Nouvelles orientales

3 min.
© Georges De Kinder
© Georges De Kinder
Estelle Toscanucci

Estelle Toscanucci

Impossible de parler du bijou sans d'abord évoquer l'écrin. La Fondation Boghossian se niche dans la somptueuse Villa Empain, située sur la non moins prestigieuse avenue Franklin Roosevelt, à Bruxelles. Entrer dans la Villa Empain est déjà une expérience. Les amateurs d'Art déco auront le souffle coupé, les inconditionnels de Francis Scott Fitzgerald penseront que la maison aurait abrité avec bonheur les fantaisies de Gatsby le magnifique.
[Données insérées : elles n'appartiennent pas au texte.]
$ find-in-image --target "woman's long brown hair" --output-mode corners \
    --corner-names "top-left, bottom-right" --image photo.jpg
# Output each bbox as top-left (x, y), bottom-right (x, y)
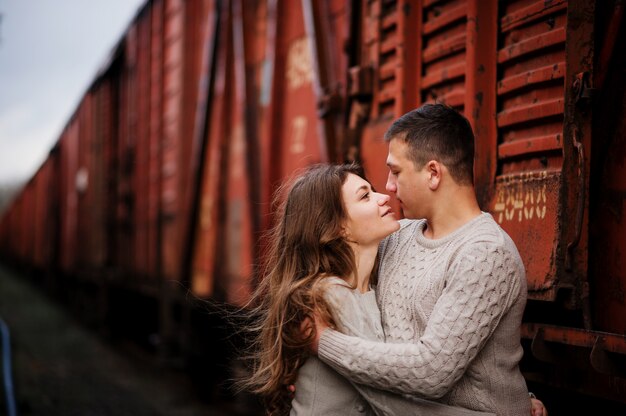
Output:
top-left (242, 165), bottom-right (363, 415)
Les vitraux, les mosaïques, les marbres, le puit de lumière de la pièce centrale, l'immense baie vitrée donnant sur une grande piscine et une pergola… difficile de rêver meilleur espace d'accueil pour les travaux d'artistes.

Une histoire à rebondissements

Mais la Villa Empain n'a pas toujours été un lieu dévoué aux activités culturelles. Son histoire intime est riche en rebondissements. En 1930, Louis Empain – second fils du richissime homme d'affaires le baron Edouard Empain – se lance dans la construction de la Villa. Il confie cette tâche à l'architecte Michel Polak. Le projet est achevé en 1934. En 1937, à la suite d'une révélation mystique, Louis Empain renonce à une partie de ses biens et lègue le lieu à l'État belge. Ce don a pour objectif de transformer la Villa en musée royal des arts décoratifs contemporains. Mais des heures sombres arrivent, et le bâtiment est réquisitionné par l'armée allemande. L'après-guerre n'est pas plus calme. Le ministre Paul-Henri Spaak prend la décision d'installer à cette adresse l'ambassade d'URSS. Trahison. La famille Empain reprend alors possession des lieux pour y présenter des expositions d'art contemporain. Ensuite, la demeure sera vendue, occupée par la télévision luxembourgeoise, laissée à l'abandon et finalement acquise par la Fondation Boghossian en 2007. Les travaux de rénovations se terminent en 2010 et depuis, la Villa Empain porte le titre de centre d'art et de dialogue entre les cultures d'Orient et d'Occident.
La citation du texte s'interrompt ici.